If Jesus took the punishment for all the sins of the world on the cross, why does God also punish people in hell? Isn’t God punishing the same sins twice? It reminds me of the master in Jesus’ parable who forgave his servant a large debt, but then made him pay it anyway.
These are excellent questions. Let me start with the parable, which is found in the gospel of Matthew. We need to understand it in light of its original context.
The ancient servant-master relationship was one in which servants would be entrusted with resources to accomplish the master’s work. The king or master in this parable is said to be “settling accounts” with his servants, that is, having them account for what they’ve done with the resources he’s entrusted to them. The first servant can’t account for a huge amount of money and the master is ready to sell him and his family into slavery to collect what he can. But when the servant begs for mercy, the master says he doesn’t have to repay the money.
However, when this servant refuses to show the same kind of mercy to one of his fellow servants who owes him only a small amount, the master realizes that he wasn’t worthy of this generosity.
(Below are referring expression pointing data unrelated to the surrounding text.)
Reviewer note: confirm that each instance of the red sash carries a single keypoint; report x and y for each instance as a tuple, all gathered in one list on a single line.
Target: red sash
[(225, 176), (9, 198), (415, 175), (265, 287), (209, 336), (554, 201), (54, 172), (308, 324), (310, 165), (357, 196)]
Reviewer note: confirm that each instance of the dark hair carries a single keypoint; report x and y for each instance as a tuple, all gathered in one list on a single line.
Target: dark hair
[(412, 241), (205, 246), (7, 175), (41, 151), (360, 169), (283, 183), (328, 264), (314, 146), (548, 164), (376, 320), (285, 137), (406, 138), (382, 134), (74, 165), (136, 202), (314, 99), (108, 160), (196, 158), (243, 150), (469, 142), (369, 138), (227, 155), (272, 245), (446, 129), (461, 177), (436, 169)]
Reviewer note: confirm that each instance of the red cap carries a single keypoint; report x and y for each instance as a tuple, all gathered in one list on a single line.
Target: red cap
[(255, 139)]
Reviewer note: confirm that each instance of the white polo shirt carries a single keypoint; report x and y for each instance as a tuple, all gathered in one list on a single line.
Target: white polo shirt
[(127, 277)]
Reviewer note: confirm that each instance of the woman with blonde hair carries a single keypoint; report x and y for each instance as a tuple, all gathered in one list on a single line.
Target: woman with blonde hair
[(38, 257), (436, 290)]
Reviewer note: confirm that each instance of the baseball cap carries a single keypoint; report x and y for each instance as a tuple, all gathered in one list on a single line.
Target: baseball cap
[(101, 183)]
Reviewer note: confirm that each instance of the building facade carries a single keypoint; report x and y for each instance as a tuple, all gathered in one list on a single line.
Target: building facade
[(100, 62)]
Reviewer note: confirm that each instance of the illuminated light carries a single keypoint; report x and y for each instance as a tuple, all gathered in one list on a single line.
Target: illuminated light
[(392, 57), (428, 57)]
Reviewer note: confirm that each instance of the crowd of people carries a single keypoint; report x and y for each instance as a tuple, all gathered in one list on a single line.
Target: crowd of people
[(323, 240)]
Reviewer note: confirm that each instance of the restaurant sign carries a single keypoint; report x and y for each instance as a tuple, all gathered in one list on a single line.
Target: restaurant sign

And so, still within the ongoing master-servant relationship, the master says that the servant will have to pay the debt, and sends him to debtors’ prison, exactly where the servant sent the one who owed him a small amount.
In other words, this was not a commercial loan that was cancelled through a legal transaction, which the master then tried to renege on. Rather, these were the arrangements that the master was prepared to make within his ongoing relationship with this servant. When the servant insisted that he was operating in good faith and would repay everything, the master was willing to make a fresh start in their relationship. But when the master discovered that the servant really wasn’t operating in good faith, as evidenced by his ingratitude (if he’d really been grateful, he would have shown the same mercy to his fellow servant), the master realized that he would have to conduct the relationship along different lines, and insist on repayment of the misappropriated resources.
Whatever the specific arrangements (and it might not be possible to reconstruct them exactly from our historical and cultural distance), they must have been understandable to the original hearers, and I don’t think the master’s change of attitude towards his servant is meant to be the shocking or puzzling aspect of the parable. (Most of Jesus’ parables, by design, have some such aspect.) Rather, I think it’s the servant’s hypocritical and ungrateful response, even after being shown such mercy, that’s meant to shock us. That’s what Jesus specifically calls attention to at the end of the parable: Each person who has been forgiven by God needs to forgive their brother or sister from their heart.